Embedding Quantum Information into Classical Spacetime: Information Geometrical Perspectives on anti-de Sitter space / conformal field theory Correspondence

TL;DR

This paper explores the AdS3/CFT2 correspondence through an information-geometrical lens, using the Fisher metric to connect classical spacetime geometry with quantum information properties, and finds consistency with known holographic results.

Contribution

It introduces an information-geometrical framework for AdS/CFT, highlighting the Fisher metric's role in relating spacetime geometry to quantum information measures.

Findings

Fisher metric effectively captures the spacetime geometry in AdS3/CFT2.
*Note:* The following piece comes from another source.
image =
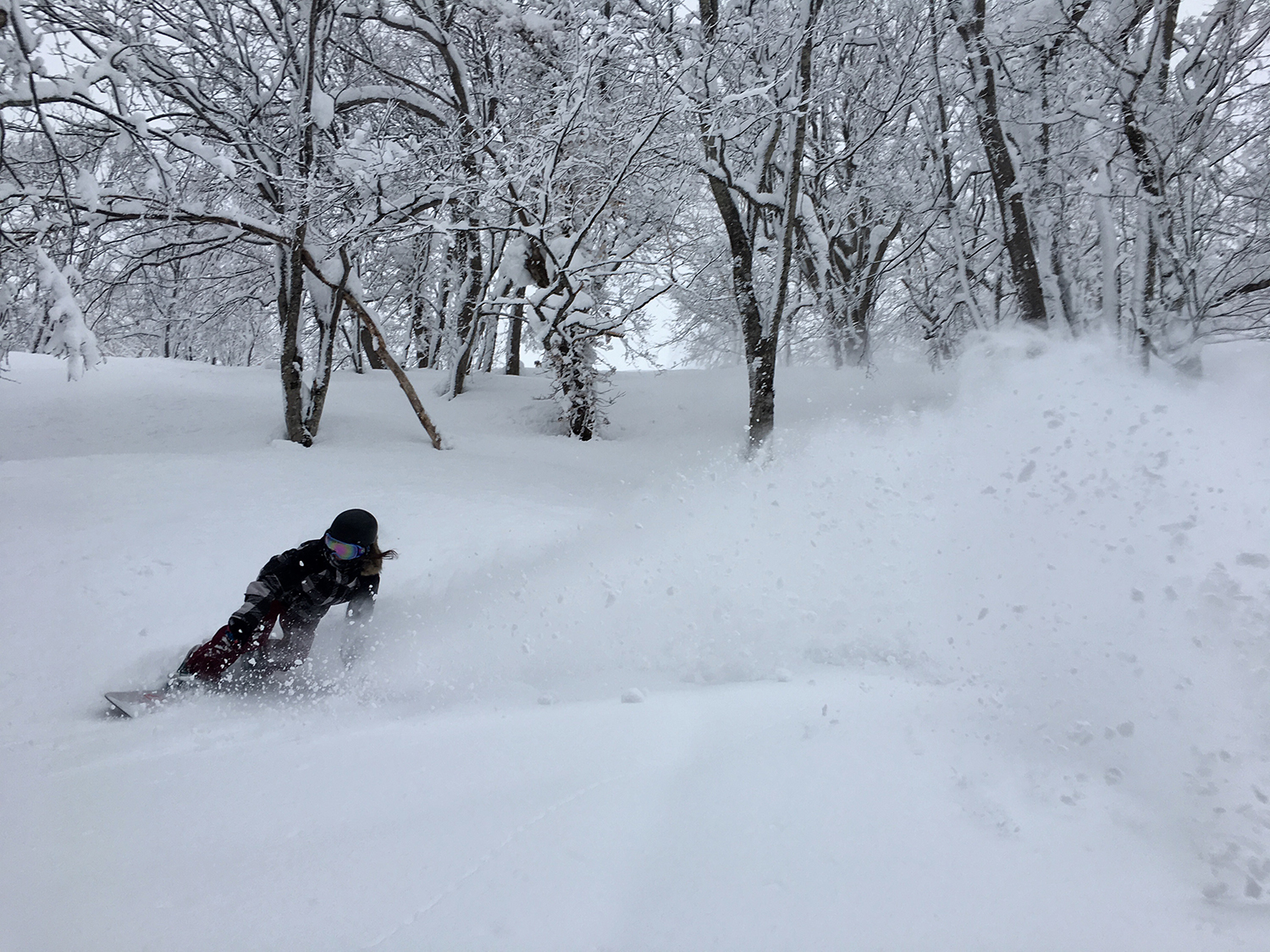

Quantum state spectra exhibit power-law correlation lengths consistent with conformal dimensions.

Entanglement entropy aligns with the Ryu-Takayanagi formula in this framework.

Abstract

An information-geometrical interpretation of AdS3/CFT2 correspondence is given. In particular, we consider an inverse problem in which the classical spacetime metric is given in advance and then we find what is the proper quantum information that is well stored into the spacetime. We see that the Fisher metric plays a central role on this problem. Actually, if we start with the two-dimensional hyperbolic space, a constant-time surface in AdS3, the resulting singular value spectrum of the quantum state shows power law for the correlation length with conformal dimension proportional to the curvature radius in the gravity side. Furthermore, the entanglement entropy data embedded into the hyperbolic space agree well with the Ryu-Takayanagi formula. These results show that the relevance of the AdS/CFT correspondence can be represented by the information-gemetrical approach based on the Fisher metric.